I mean, we can't really completely inspect a working brain to see what's happening. To get that level of inspection, we'd need to dig into the brain while it is functioning. Unfortunately, this kills the patient. And then the brain stops working. It's a black box essentially.
We have tools that allow us some degree of insight, but honestly, it is incredibly difficult and progress is slow and staggered.
So my point remains. I'm not saying there's nothing to learn. I'm saying that we cannot go deep. That we currently cannot understand the brain to the degree we understand other systems. And that there are fundamental difficulties because we're dealing with living beings.
I mean, we can't really completely inspect a working brain to see what's happening. To get that level of inspection, we'd need to dig into the brain while it is functioning. Unfortunately, this kills the patient
Leave out the completely and it's a different story though: it's perfectly possible to 'dig in while functioning' i.e. inspect small parts using electrode arrays and that will not kill the patient and only do minimal damage (the couple of cells killed by that are nothing in comparison with the entirety). Non-invasive fMRI techniques also have come a long way but temporal resolution is low. But as you say: difficult, slow, and by no means a 'complete' view. On the other hand: no idea how one would even begin to handle the insane amount of data which would come from inspecting a complete brain.

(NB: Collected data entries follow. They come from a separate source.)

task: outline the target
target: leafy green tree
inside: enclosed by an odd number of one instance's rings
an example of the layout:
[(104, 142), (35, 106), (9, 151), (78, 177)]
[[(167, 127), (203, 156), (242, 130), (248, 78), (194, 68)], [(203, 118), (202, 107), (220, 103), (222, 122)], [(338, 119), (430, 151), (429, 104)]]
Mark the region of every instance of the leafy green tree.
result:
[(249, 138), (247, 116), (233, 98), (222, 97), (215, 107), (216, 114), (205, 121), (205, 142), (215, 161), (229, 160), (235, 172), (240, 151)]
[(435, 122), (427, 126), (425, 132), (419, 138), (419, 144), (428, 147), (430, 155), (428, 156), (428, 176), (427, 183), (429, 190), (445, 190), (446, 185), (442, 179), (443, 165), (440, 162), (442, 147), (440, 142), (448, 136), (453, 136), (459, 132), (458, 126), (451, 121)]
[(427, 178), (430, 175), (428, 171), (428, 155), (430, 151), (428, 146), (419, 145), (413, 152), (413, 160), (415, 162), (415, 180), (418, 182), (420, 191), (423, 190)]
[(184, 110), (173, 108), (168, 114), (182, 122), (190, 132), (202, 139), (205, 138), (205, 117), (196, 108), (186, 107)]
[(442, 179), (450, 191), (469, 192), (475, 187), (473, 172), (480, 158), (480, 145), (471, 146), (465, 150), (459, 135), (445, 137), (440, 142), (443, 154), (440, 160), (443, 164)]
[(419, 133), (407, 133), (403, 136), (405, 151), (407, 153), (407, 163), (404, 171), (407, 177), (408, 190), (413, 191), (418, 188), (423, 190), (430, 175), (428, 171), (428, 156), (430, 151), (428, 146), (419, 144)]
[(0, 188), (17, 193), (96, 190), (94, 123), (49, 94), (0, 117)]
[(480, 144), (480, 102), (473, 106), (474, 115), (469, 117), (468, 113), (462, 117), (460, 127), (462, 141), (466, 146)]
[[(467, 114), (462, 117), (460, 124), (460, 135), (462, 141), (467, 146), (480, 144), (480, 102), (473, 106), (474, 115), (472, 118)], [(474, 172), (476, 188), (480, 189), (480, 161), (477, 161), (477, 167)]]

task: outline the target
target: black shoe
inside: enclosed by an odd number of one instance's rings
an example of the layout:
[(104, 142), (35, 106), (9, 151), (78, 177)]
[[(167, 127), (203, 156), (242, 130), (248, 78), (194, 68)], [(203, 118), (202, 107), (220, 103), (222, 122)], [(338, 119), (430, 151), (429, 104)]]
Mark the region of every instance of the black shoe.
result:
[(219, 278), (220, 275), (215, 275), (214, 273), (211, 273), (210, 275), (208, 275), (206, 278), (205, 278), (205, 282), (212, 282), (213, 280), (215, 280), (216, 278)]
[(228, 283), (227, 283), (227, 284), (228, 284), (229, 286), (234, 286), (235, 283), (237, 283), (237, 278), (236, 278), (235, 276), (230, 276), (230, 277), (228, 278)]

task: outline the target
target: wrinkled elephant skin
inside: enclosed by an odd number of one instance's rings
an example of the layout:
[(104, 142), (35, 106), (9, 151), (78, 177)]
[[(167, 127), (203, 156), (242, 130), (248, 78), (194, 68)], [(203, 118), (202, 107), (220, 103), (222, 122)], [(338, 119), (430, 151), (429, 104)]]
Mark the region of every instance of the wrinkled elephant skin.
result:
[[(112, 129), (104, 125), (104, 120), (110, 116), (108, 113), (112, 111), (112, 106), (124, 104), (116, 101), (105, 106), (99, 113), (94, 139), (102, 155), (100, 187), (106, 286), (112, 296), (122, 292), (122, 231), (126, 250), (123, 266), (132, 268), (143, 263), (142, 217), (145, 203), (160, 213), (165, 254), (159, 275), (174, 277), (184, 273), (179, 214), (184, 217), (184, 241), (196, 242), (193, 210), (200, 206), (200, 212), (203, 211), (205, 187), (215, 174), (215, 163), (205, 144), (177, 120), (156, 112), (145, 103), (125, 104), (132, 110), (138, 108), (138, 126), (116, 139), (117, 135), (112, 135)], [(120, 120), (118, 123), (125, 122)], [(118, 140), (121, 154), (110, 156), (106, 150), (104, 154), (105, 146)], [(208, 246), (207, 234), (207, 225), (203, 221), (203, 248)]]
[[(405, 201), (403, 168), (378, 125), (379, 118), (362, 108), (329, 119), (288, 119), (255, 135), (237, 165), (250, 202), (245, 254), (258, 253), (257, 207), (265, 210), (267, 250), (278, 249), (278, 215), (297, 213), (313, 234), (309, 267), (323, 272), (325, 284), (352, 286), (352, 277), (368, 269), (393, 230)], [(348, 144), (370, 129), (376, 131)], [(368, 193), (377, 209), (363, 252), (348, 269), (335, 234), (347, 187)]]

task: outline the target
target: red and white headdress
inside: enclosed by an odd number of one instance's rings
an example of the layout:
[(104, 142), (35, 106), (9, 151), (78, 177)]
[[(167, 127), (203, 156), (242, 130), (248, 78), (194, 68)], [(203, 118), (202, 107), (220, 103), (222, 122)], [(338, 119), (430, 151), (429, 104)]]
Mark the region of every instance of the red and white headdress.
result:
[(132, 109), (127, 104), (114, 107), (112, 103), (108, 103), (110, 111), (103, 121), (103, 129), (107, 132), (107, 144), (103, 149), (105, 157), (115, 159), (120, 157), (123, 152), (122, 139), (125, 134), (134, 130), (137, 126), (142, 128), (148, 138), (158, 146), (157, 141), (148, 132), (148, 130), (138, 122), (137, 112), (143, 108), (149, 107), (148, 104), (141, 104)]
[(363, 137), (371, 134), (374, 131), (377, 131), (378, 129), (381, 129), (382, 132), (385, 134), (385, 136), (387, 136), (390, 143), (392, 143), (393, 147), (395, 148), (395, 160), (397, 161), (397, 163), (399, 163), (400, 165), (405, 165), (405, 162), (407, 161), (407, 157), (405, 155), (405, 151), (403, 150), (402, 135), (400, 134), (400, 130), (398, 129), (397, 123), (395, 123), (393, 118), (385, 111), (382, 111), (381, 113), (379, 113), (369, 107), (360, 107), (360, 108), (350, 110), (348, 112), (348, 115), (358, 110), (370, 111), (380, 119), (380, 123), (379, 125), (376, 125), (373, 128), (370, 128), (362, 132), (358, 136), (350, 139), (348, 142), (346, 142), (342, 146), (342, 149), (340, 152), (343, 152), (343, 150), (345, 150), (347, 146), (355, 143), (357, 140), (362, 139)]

So what goes on now, tackling smaller areas/connections thereof one by one, is not even that bad of an approach.
Our ability to know how a brain works on the level of how well we know, say, the combustion engine works is severely limited by the fact that we're dealing with living beings and that the state of consciousness of the subject matters.
Sort of, but to people not knowing anything about it it might sound as if it's impossible to do anything at all in vivo so I added some information about what is possible if you do not want a 'complete' recording.
yup to understand it we would have to take apart and experiment distructively on working one which woud be un ethical.
reminds me of a argument i had with my sister a psych major about whether psychology is a actually a science. her answer was it could be but it would break to many laws, violate human rights and ethics boards would frown at you for cloning hundreds of humans to raise in identical situations to do a/b testing on.
That's what rats are for. For some experiments the research animal will be immediately "sacrificed" then have it's brain sliced and diced for inspection. Brings a whole new meaning to "thank you for your service".
We have tools that allow us some degree of insight, but honestly, it is incredibly difficult and progress is slow and staggered.